'Ow,'' Clarke groans as she peels off the bandage in their abode, sitting atop a table, as Lexa removed the tourniquet. It had revealed a nasty-looking bite, with speckles of dirt, sweat and blood among it. Frowning, Lexa checked Clarke's leg—thankfully, it didn't appear broken.
Ever since they had returned from Lexa's impromptu trip into the woods (which took quite a bit of cursing, groaning, and more time than Lexa cared to admit), they had spent their time recuperating in their abode. Which mostly composed of complaining, and cursings directed towards the ''vicious, Natblida child from hell''.
Many thoughts had swirled in Lexa's mind on their journey home—from Clarke's wound to the Natblida child that apparently did this to her. A child won't attack unless provoked, she'd contemplated while on their little journey home. At least that was the case for Polis children. Clarke won't deliberately antagonize a child. The Natblida must've been afraid, somehow...
Turning towards Clarke, another thought surfacing in her mind, she questioned: ''Can you tell me more about this... Natblida? Perhaps you accidentally provoked her. Do you remember anything?''
Clarke paused for a moment, before responding with a frown: ''She'd called me a Fleimkipa. I tried to convince her I was not, but she led me into the bear trap.''
Her mind had stopped the moment Clarke uttered the words ''Fleimkipa''. It thought Clarke was a Fleimkipa.
Lexa almost wanted to bury her head in her hands. Of course it was because of Fleimkipas. When was it not? Natblida children, especially illegitimates, had feared the Fleimkipas for their whole lives, for the Fleimkipas hunted Natblida children down in case of a Heda's death, before donning them in war armour, and practically sending them off for ceremonial death all without a sound, rinse and repeat. Though it was a necessary process, it wasn't exactly a happy one, either. And especially with the recent Conclave to establish a new Heda in replace of Lexa, the danger of a Fleimkipa scout was even more immediate.
Or at least, it had could a nuclear apocalypse raze the Earth and yet a Natblida could still be afraid of the dangers of nonexistent Fleimkipa scouts?
''... do I really look that much like Titus?'' Clarke asked aloud, almost airily. However, Lexa could tell it was asked in such a manner to keep hers and Clarke's mind away from the pain—half of it said in distress, but half of it felt genuine.
''No,'' Lexa snorted. ''For starters, you would've never shot me.''
''Hmm.'' Clarke's hand wandered over to her own bloodied leg, and when she tried to dab a wet towel on the wound to clean it, hissed back in pain.

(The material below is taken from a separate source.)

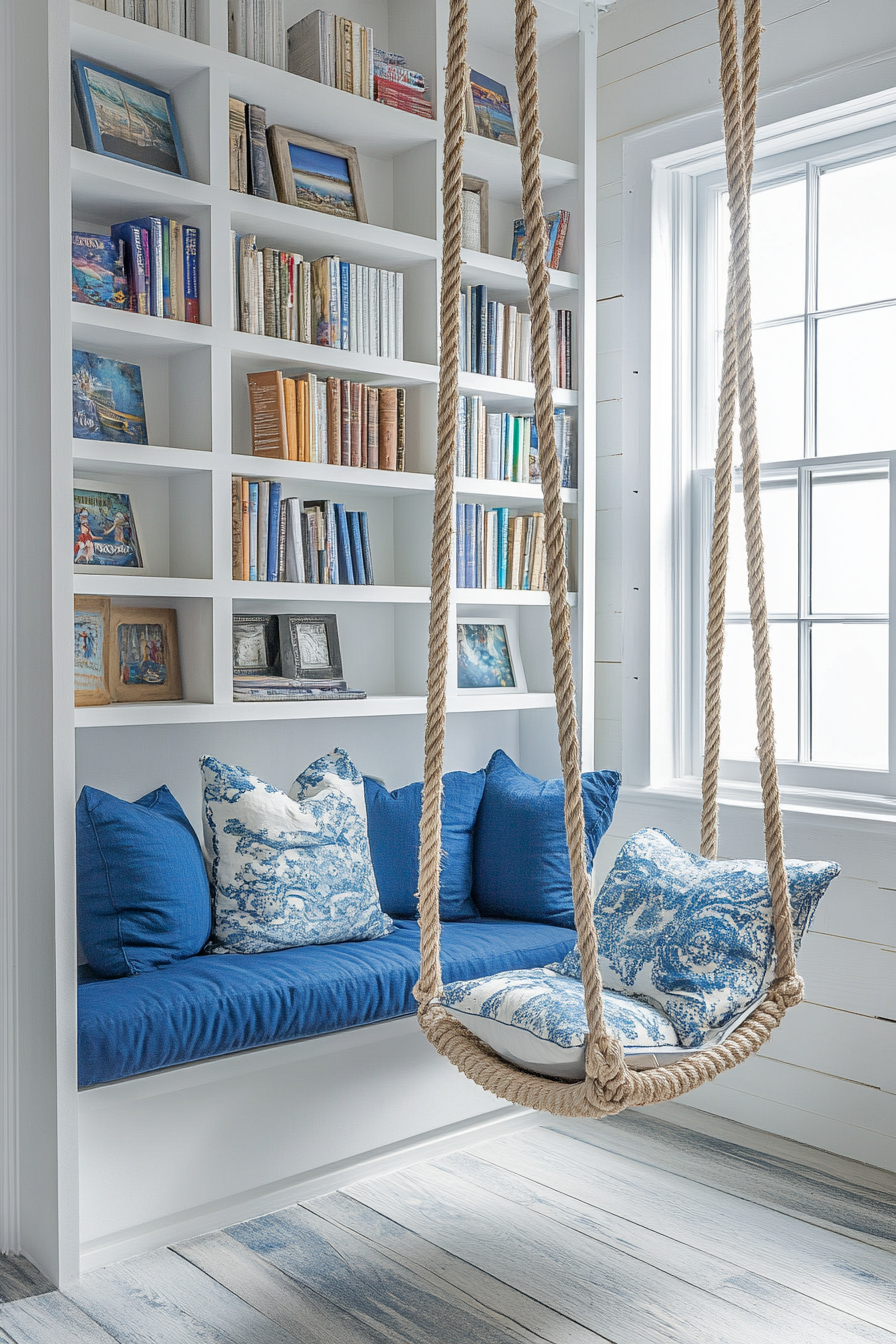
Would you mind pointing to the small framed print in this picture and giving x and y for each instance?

''Here. Let me help.'' Lexa took the towel from Clarke's hands, and began to carefully clean the wound, while Clarke's fist gripped tightly and relaxed in a measure of pain on the table.
''Your leg isn't broken,'' Lexa commented, as she placed the towel on the counter, while Clarke grimaced as she ran a finger across her wound. ''But we should wash it out to prevent infections.'' Placing both of her hands on the wheels, she said: ''I'll be back with water. Stay here.''
Wheeling away from their abode, she approached the well positioned at the centre of the Shallow Valley village, which was just a small stretch from their abode. Untying the knot, she lowered the roll of rope and the bucket attached into the well. The water wasn't contaminated—for that Praimfaya had missed the stretch of Shallow Valley, and thus included the rivers and the groundwater as well. After hearing the bucket fall to the bottom with a thunk, holding the rope firmly in her hand, she pulled the bucket with the water back up.
After the bucket was fairly visible, she tied a triple clove hitch at the pole, and reached out for the rope in the well. Thankfully, it wasn't too far away, and so unknotting the bucket from the rope, she placed the teeming bucket of water in her lap. She would come back later to reattach it.
Carefully manoeuvring herself so that the bucket of water didn't spill, her eye caught a figure running amid the village houses. On alert, her eyes tracked the figure that moved from house to house in a blur... until it stopped, and stepped out into the square.
She saw a child, wild-eyed and frightened, looking at Lexa with a mix of expressions she couldn't comprehend. At first, Lexa's heart raced; but then stilled, for though this Natblida might've severely injured Clarke, the Natblida couldn't do anything to her—at least, not now.
They were at a pass, Lexa and the Natblida, staring at teach other levelly, until the Natblida took off into the woods. Lexa barely had the time to call out for her before she was out of sight, the only proof of the Natblida's existence a rustle.
Shaking her head, taking a wheel in her hand, she took the bucket back to Clarke.